Wajah Berto memerah maksimal. Kemarahannya telah mencapai ubun – ubun. Dengan mendengkus kasar, ia meninggalkan tempat itu untuk kembali ke kamar. Istrinya segera mengikuti dari belakang. Tersisa Ken dan Cella yang mematung, serta si Bibi yang gemetaran.

“Kalau kayak gini, baiknya gue pulang aja, Cel,” ujar Ken dengan lemas. Mau bagaimana lagi? Semangat Ken untuk memasak telah hancur berantakan. “Kalau dipaksain, masakannya bakal nggak karuan rasanya.”

Cella menggigit bibir dan hampir menangis. “Aduh, aku bingung, Ken. Kasihan kamu, udah susah – susah datang ke sini malah diusir. Maafin Papa, ya.”

Hati Ken menjadi iba. Bukan takut dibentak – bentak yang membuatnya memilih pulang. Ia justru khawatir kesehatan ayah Cella terganggu karena terlalu emosi. Takut bila lelaki tua itu terserang stroke, atau jantung koroner, atau darah tingginya kambuh.

Dibelainya rambut Cella lalu membenamkan kepala mungil itu ke dadanya. “Udah, gue nggak papa kok. Gue nggak marah sama Papa lo.”

***

Konsentrasi Ken sepanjang perjalanan sedikit buyar. Beruntung ia bisa sampai ke apartemen dengan selamat. Saat memasuki lobby, ia menemukan seseorang yang wajahnya familiar tengah menunggu.

“Hei, elo Jo! Ngapain pagi – pagi ke sini?” sapa Ken dengan seriang mungkin karena tidak ingin teman satu itu tahu masalahnya dengan Cella. Jonathan terkenal senang mengobrol. Memang benar, pemuda itu bisa menjadi teman menghabiskan sore yang menyenangkan. Akan tetapi sebagai efek samping, tidak ada rahasia yang bisa disimpan. Kemampuan ghibah Jo melebihi perempuan!

“Mau ketemu lo, Ken,” ujarnya lirih.

Ken baru menyadari bahwa wajah Jo lesu dan kusut. “Heh?
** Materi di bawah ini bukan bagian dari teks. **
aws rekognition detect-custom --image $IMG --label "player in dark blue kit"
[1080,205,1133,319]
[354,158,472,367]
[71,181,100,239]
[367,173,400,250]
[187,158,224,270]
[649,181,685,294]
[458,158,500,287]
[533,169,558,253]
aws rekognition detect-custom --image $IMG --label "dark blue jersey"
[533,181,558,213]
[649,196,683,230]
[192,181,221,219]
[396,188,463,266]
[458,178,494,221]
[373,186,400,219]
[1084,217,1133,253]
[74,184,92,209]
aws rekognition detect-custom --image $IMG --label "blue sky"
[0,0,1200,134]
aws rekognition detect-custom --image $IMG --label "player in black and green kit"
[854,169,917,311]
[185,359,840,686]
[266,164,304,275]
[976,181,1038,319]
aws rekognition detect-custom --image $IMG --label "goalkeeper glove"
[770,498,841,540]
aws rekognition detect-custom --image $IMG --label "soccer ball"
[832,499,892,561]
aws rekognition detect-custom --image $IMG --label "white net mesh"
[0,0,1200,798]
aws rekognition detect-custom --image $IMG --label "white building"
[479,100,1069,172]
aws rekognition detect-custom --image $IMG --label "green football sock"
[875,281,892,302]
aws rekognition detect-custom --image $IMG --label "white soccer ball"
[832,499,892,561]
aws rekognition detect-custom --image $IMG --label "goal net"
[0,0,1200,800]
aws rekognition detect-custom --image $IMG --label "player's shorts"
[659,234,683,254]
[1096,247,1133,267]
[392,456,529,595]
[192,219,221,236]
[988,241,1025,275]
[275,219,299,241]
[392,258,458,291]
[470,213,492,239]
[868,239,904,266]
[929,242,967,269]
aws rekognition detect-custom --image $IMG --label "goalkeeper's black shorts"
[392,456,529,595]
Kenapa muka lo?” tanya Ken. “Yuk, naik.”

Mereka berjalan beriringan menuju lift. Ken terheran karena Jo tidak menjawab, malah memalingkan wajah ke arah lain. Saat mereka telah berdua di dalam lift, Ken menemukan bulir bening di pelupuk pemuda itu.

“Heh? Mewek, lo? Kenapa sih?”

“Ntar aja gue cerita. Gue butuh tidur tenang sekarang ini.”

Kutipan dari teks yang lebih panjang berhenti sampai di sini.